If you quit, you can’t complain about sexual harassment, financial firm allegedly told woman
A former intern at UBS Financial Services is suing the company for $5 million in damages because of the behavior of one its former advisors, court documents obtained by ThinkAdvisor reveal.
Samantah Lambui claims that James Collins and three other employees sexually harassed her, discriminated against her, and retaliated against her after she complained. She says that Collins recruited her in 2013, after he met her in a bar she tended. He paid her $10 per hour from his own salary.
It was not long, Lambui claims, before Collins began making sexual advances toward her. He provided her with expensive fashion accessories as “incentives,” and promised that she could receive more “incentives” if she met him at a hotel so they could have sex.
When her internship was due to end in June of 2013, Collins offered her a permanent position as a client services associate. However, there was a condition, as a text included in the lawsuit made clear. “Look I’m at the marina and my buddies just left,” it began, “so either [you] visit or the internship is over.”
She immediately quit, then went to see assistant branch manager Rosemarie Davitt, who informed her that because she was no longer employed by USB, “there was not purpose in making further complaints.”
A month after she quit, New York Governor Andrew Cuomo signed into law a bill granting even unpaid interns the right to sue for sexual harassment.
According to the lawsuit, human resource director Keeley Weir spoke to Lambui, telling her that the company had determined “that Mr.
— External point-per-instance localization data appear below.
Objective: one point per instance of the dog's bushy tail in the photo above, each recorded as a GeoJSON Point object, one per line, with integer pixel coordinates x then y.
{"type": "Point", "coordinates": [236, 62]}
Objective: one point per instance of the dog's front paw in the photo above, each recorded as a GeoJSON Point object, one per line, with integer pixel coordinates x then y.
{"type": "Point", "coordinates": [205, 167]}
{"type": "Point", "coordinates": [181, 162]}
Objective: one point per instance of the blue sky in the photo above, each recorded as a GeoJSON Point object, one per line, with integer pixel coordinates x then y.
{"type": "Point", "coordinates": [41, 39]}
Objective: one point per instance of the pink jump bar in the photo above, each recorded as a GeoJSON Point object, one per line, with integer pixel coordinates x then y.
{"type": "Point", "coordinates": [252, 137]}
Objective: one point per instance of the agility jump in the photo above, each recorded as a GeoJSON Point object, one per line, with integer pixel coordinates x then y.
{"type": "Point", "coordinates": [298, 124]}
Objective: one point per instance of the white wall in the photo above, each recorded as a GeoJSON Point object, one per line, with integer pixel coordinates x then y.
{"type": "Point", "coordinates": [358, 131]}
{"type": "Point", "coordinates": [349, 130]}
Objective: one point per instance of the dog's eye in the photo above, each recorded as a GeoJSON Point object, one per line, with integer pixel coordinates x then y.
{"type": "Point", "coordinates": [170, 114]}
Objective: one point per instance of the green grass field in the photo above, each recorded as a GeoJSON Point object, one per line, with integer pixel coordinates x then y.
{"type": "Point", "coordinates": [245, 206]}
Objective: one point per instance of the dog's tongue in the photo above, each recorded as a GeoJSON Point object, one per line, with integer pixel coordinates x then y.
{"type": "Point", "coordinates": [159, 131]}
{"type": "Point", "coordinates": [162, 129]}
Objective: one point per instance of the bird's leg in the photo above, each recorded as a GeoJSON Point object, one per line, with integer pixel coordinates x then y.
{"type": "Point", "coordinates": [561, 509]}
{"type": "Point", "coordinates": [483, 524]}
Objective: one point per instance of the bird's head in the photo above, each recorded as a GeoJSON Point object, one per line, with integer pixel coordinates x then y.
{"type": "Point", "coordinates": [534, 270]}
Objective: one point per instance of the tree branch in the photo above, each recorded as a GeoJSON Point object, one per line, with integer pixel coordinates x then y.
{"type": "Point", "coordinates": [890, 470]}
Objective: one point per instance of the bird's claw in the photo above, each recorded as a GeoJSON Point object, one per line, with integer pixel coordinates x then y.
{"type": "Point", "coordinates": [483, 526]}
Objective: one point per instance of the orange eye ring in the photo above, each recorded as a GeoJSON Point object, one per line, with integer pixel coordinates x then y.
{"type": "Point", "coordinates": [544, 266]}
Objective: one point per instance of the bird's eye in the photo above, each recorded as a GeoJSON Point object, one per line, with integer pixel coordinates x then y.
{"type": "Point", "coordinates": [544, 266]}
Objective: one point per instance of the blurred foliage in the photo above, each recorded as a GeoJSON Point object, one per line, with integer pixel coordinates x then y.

Collins engaged in ongoing professional conduct that made Ms. Lambui feel uncomfortable…engaged in inappropriate physical contact…and violated the firm’s internal policies.”
However, since he had left the company in October, she said Lambui’s only recourse was to file a complaint with the New York State Division of Human Rights, which dismissed the case so that Lambui could take it to federal court.
In a statement, UBS declined to comment on the pending lawsuit. “We do not comment on allegations in pending litigation other than we believe the claims against the firm to be without merit,” the firm said.